THE MONSTROSITY
THE MONSTROSITY
Fifteen minutes after Mr. and Mrs. Lemuel Livermore, accompanied by their daughter Selma, had driven away from their comfortable West Side residence, for the purpose of attending an annual family gathering at the house of Mrs. Livermore's widowed mother, Mrs. Pease, on the opposite side of Central Park, the Livermore domestics were stirred by a more than usually imperative ring at the front door-bell. It was Christmas Eve, a season when mercantile delivery wagons may appear at any hour. Presents had been arriving all the afternoon, and the sight of a large van backed up against the curbstone occasioned no surprise.

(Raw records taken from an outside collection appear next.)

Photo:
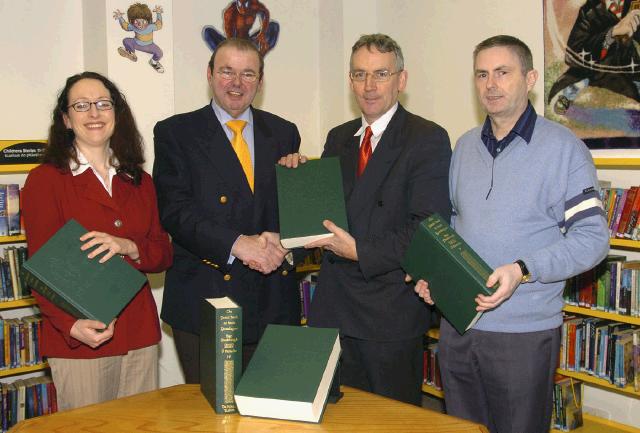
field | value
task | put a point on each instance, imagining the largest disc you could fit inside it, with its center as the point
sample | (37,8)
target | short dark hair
(139,10)
(240,44)
(382,43)
(518,47)
(126,141)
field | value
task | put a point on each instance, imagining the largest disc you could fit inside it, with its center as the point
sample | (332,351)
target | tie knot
(236,125)
(367,133)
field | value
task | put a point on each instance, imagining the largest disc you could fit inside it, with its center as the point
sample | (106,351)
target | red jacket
(49,199)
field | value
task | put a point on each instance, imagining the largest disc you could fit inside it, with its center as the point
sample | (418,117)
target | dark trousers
(188,348)
(501,380)
(389,368)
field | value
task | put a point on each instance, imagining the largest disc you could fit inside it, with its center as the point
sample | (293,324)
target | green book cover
(220,352)
(290,374)
(455,273)
(307,195)
(83,287)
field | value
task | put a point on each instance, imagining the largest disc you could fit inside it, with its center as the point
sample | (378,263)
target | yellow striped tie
(242,149)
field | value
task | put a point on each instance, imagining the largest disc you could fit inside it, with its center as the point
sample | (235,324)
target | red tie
(365,151)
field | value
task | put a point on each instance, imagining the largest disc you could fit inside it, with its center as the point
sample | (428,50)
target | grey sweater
(542,208)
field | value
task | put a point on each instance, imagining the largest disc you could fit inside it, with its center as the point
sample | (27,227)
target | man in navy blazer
(390,183)
(222,223)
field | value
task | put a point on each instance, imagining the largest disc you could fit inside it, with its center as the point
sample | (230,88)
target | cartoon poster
(239,19)
(139,20)
(592,69)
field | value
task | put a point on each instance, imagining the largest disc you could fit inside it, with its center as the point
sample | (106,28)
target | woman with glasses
(92,172)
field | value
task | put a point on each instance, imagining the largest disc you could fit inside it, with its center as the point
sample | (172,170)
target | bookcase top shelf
(24,370)
(19,238)
(617,163)
(25,302)
(602,314)
(16,168)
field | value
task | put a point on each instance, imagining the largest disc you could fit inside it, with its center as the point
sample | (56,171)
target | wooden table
(182,408)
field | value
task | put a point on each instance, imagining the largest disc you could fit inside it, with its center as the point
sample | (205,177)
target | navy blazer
(404,181)
(205,203)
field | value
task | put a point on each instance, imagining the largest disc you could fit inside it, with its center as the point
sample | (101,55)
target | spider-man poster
(592,69)
(239,19)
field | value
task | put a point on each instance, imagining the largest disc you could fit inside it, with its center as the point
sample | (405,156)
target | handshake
(262,253)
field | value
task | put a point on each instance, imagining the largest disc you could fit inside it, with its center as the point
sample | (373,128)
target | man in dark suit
(394,168)
(215,178)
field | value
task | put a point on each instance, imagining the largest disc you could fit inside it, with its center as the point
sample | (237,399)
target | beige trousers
(80,382)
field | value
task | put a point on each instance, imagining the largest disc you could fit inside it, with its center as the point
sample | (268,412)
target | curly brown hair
(125,143)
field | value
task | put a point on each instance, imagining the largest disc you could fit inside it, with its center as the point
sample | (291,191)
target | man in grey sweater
(524,196)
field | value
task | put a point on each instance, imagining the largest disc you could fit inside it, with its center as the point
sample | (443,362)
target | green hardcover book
(308,195)
(455,273)
(220,352)
(83,287)
(290,374)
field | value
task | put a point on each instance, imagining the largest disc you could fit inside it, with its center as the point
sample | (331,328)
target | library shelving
(24,302)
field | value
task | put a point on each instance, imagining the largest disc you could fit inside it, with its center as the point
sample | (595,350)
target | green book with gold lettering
(308,195)
(220,352)
(61,272)
(455,273)
(290,374)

"What are they bringing us now?" inquired Bates, the butler, who rarely condescended to open the door in the absence of the family, from his pantry.
"It looks to me something like a sofa," replied the smiling housemaid, who generally knew by instinct when the ringer was to be young and good-looking, "and the delivery gentlemen want to know where to put it."
"A sofa, is it?" exclaimed the butler, coming forward. "I'd like to know who has been silly enough to make a present of a sofa to a family who have already more household goods than they know what to do with. They'll be sending in a porcelain bath-tub next," he added with a grunt, as he unbolted the second half of the front door to make room for a cumbrous piece of furniture, just then ascending the steps apparently upon four lusty legs. "Here, you fellows, wipe your feet and put it in the parlor, and when the family comes home I bet somebody'll get a blessing."
The sofa was, in point of fact, a well-fed lounge, corpulent and plushy and be-flowered, and when, its wrappings removed, it occupied the center of the Livermore pink and white drawing-room, the Livermore bric-à-brac and bibelots and bijouterie appeared to turn a trifle pale and to shrink within themselves, as though a note of discord had distressed them.
"Lord!" said the housemaid frankly, as she regarded the latest unwelcome acquisition, "but it is a beast!"